Los Rolling Stones cantaban: «No puedo obtener ninguna satisfacción». La satisfacción absoluta es simplemente imposible, lo cual es bueno también, ya que podríamos terminar comprando las mentiras de los medios, que prometen arreglar nuestra vida en tres sencillos pasos.
En Rumores de otro mundo, Philip Yancey comenta que cuando una sociedad pierde la fe en sus dioses, o en Dios, surgen poderes menores que ocupan su lugar. Los anhelos bloqueados buscan nuevos caminos. «Todo hombre que toca la puerta de un burdel está buscando a Dios», dijo Chesterton. En Occidente, el sexo tiene una cualidad casi «mítica». Seleccionamos a los individuos más sexis y les otorgamos el nivel de dioses y diosas. Adulamos los detalles de sus vidas, transmitimos sus estadísticas corporales, los rodeamos de paparazis, y los recompensamos con fama y dinero. El sexo ya no apunta a algo más, sino que se convierte en la cosa misma, en el sustituto sagrado.

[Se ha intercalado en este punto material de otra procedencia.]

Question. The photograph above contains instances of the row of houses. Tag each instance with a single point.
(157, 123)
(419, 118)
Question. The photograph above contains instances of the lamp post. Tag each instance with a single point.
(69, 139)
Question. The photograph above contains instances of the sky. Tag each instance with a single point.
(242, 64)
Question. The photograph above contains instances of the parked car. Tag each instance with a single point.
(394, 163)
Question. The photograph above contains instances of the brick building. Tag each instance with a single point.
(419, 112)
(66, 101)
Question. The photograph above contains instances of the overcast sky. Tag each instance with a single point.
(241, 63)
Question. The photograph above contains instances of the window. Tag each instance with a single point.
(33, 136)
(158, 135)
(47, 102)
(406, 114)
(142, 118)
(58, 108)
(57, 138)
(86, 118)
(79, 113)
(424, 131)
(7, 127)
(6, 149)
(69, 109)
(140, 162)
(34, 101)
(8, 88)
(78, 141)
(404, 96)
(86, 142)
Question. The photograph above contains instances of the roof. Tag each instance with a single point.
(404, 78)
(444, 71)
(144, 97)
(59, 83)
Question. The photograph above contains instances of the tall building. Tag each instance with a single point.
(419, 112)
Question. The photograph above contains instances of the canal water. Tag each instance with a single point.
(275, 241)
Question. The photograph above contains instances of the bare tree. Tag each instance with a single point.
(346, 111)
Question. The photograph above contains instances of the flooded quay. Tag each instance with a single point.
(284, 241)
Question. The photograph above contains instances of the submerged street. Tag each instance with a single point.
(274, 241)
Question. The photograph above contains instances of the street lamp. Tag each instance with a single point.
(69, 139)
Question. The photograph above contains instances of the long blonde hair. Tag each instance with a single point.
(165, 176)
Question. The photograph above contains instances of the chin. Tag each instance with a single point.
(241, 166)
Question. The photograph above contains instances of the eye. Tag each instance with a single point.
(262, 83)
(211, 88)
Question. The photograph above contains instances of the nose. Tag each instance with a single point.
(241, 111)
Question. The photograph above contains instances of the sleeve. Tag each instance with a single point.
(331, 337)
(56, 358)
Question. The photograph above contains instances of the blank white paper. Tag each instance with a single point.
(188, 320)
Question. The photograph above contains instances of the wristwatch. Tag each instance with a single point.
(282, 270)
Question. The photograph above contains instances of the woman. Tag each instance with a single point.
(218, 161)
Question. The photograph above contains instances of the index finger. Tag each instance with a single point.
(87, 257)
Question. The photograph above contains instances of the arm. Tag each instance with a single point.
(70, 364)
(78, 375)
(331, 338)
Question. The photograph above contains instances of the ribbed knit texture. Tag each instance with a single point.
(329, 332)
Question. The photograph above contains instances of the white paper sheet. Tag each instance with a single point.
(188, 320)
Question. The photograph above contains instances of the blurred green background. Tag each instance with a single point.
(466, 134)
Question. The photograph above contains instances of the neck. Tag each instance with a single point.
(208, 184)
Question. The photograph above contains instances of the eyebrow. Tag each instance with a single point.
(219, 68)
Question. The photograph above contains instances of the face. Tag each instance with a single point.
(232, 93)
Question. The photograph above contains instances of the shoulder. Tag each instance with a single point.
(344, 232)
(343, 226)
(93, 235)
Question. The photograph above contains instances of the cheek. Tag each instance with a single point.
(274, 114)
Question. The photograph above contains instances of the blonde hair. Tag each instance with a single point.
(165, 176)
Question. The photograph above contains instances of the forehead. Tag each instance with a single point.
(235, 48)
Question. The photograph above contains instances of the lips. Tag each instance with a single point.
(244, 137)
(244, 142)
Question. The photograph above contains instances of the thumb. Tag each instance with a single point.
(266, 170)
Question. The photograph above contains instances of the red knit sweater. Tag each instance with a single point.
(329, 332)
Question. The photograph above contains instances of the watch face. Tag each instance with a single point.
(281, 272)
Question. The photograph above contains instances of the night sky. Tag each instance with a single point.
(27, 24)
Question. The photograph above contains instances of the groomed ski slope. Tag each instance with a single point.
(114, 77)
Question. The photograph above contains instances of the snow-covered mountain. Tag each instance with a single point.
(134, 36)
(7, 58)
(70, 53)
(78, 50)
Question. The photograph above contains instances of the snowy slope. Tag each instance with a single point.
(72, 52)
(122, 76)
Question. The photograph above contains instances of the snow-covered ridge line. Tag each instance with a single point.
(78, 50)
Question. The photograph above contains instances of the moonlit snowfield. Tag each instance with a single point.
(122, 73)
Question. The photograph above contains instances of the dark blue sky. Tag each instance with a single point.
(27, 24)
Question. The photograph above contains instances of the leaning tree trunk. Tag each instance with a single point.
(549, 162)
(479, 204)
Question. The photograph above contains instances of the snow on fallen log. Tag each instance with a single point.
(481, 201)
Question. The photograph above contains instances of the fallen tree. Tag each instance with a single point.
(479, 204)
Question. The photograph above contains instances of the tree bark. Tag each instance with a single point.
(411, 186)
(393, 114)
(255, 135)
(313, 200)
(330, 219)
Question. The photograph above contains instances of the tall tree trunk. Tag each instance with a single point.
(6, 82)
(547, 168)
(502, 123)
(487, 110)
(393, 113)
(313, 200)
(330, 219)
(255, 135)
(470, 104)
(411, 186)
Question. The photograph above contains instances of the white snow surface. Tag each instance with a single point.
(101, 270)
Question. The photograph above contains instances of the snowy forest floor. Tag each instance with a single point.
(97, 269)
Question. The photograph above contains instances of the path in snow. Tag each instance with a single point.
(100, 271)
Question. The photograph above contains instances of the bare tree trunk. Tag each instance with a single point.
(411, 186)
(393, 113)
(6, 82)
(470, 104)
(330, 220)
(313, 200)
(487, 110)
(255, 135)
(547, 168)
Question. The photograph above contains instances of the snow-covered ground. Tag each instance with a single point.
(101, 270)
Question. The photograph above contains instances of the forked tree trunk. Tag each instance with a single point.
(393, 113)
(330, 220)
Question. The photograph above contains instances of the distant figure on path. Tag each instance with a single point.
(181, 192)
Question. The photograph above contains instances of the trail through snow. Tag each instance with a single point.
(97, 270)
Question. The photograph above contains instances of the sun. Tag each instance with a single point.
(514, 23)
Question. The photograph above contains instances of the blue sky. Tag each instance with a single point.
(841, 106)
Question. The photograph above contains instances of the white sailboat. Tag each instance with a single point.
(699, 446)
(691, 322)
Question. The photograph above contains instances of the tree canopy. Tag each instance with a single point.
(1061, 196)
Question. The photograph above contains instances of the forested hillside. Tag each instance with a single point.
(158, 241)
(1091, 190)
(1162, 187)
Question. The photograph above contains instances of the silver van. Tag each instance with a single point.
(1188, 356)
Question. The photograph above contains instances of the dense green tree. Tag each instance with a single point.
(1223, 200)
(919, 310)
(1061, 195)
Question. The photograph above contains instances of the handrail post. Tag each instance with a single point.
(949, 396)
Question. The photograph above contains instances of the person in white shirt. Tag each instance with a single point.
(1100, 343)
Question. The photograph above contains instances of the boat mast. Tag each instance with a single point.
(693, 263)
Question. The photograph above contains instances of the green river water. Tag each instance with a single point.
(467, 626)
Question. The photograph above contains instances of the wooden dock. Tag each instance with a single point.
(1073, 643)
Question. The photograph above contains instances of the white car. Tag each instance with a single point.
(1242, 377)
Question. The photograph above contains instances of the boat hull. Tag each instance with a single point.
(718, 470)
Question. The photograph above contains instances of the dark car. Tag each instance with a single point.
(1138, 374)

La gente se pregunta cómo debe abordar el sexo y termina sintiéndose atada. Los conservadores que predican sobre la responsabilidad personal pueden, sin embargo, culpar a una mujer maltratada por, en su opinión, coquetear demasiado o mostrar demasiada piel. Ella se lo buscó. Y en cuanto al salvavidas del «sexo seguro», trivializamos nuestra condición humana al ignorar que una persona íntegra es más que sus órganos sexuales.
Dios creó el sexo y la sexualidad para mejorarnos e inspirarnos, pero se desmorona cuando se mezcla con el más antiguo de los pecados: el amor a uno mismo.